La Nissan 350Z 2003 n’est pas seulement entrée en scène ; il a récupéré un héritage. Au moment où il est arrivé comme véhicule de l’année modèle 2003, Nissan avait déjà construit des décennies d’histoire autour de sa lignée « Z ». Il ne s’agissait cependant pas d’une ponction nostalgique. Il s’agissait d’une décision calculée visant à ramener l’excitation de conduite brute dans une fourchette de prix plus accessible. Le résultat était une machine qui équilibrait taille, puissance et coût d’une manière qui séduisait directement les passionnés qui recherchaient des performances sans la taxe sur les hypercars.
Si vous recherchez les spécifications 2003 350Z, vous recherchez probablement plus qu’une simple liste de chiffres. Vous voulez savoir ce que ressentait le châssis, ce que respirait le moteur et si la boîte de vitesses manuelle était aussi satisfaisante que le promettait le marketing. Les données ci-dessous détaillent exactement ce que Nissan a conçu pour cette première année.
Les chiffres qui comptent
À partir du choc de l’autocollant, le prix de base était de 26 269 $. Pour cet argent, vous obtenez une configuration purement à traction arrière. Pas de bêtises à traction intégrale pour diluer l’expérience de conduite. La voiture a fait pencher la balance à 3 188 livres de poids à vide. Ce chiffre est gérable, surtout lorsqu’il est associé aux détails du groupe motopropulseur ci-dessous.
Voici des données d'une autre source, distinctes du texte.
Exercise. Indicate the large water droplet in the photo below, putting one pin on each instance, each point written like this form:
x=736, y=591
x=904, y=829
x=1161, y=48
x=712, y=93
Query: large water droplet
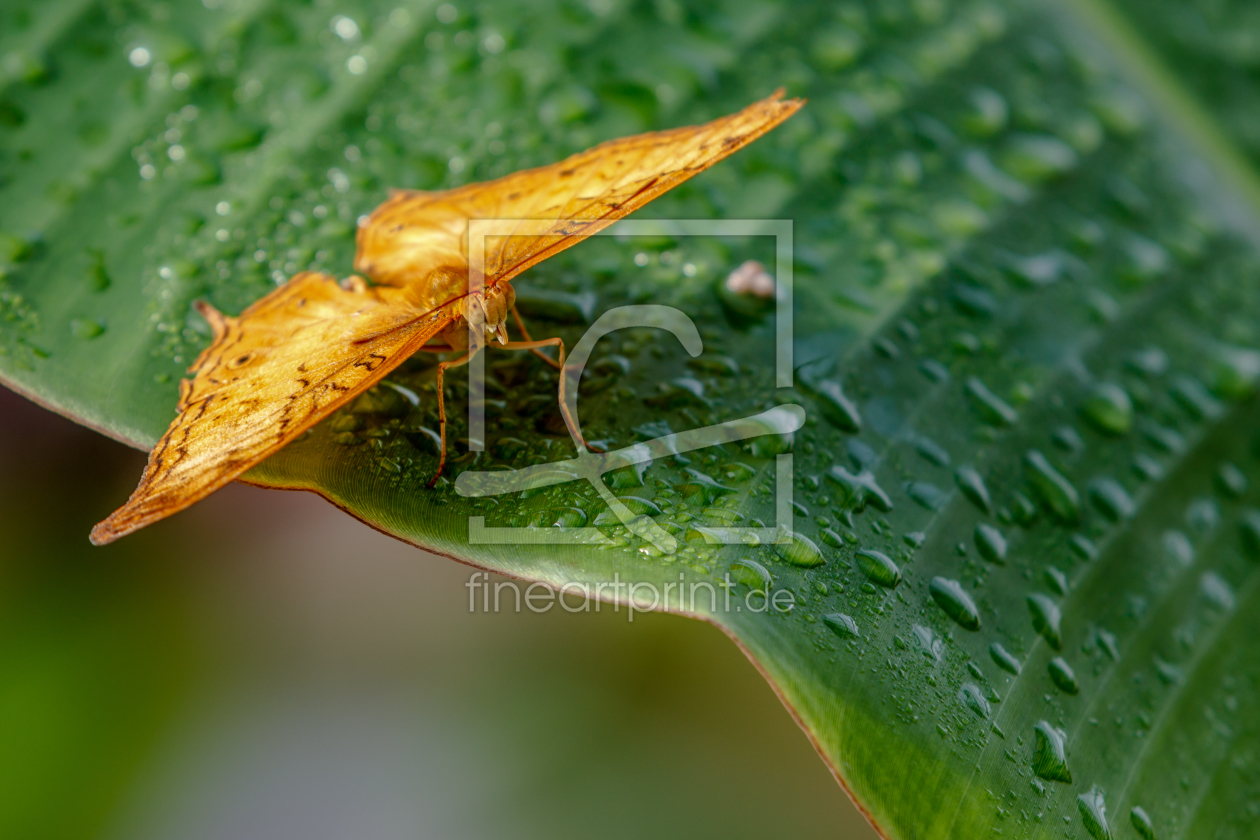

L’empreinte est compacte mais musclée. Avec un empattement de 104,3 pouces et une longueur totale de 169,6 pouces, la 350Z occupait juste assez d’espace pour se sentir substantielle sans être encombrante dans la circulation urbaine ou dans les canyons. C’est un cockpit biplace. Période. Pas de sièges arrière. Juste conducteur et passager.
Suspension et adhérence
Nissan n’a pas lésiné sur la géométrie. Les suspensions avant et arrière utilisent une configuration multibras. C’est un détail qui distingue la 350Z des coupés à traction avant moins chers. Le système multibras permet un meilleur contrôle des roues dans les virages, ce qui se traduit par des virages plus précis et un comportement plus prévisible à la limite.
Les choix de pneus variaient selon la finition et la taille des roues. La configuration standard utilisait le 225/50WR-17 à l’avant et le 235/50WR-17 à l’arrière. Si vous optez pour des roues plus grandes, ces dimensions passent à 225/45WR-18 à l’avant et 245/45WR-18 à l’arrière. Une gomme plus large signifiait plus d’adhérence, ce qui est essentiel lorsque l’on essaie de développer près de 300 chevaux.
Sous le capot : le VQ35DE
Le cœur de la 350Z 2003 est le moteur V6 à double arbre à cames en tête et 32 soupapes. La série VQ de Nissan avait déjà remporté de nombreux prix « Moteur de l’année », les attentes étaient donc élevées. La cylindrée s’élève à 3 498 centimètres cubes** (essentiellement 3,5 litres).
Le taux de compression est de 10,3:1, ce qui aide le moteur à respirer efficacement. L’alimentation en carburant s’effectue via l’injection électronique multipoint, garantissant que chaque cylindre reçoit ce dont il a besoin.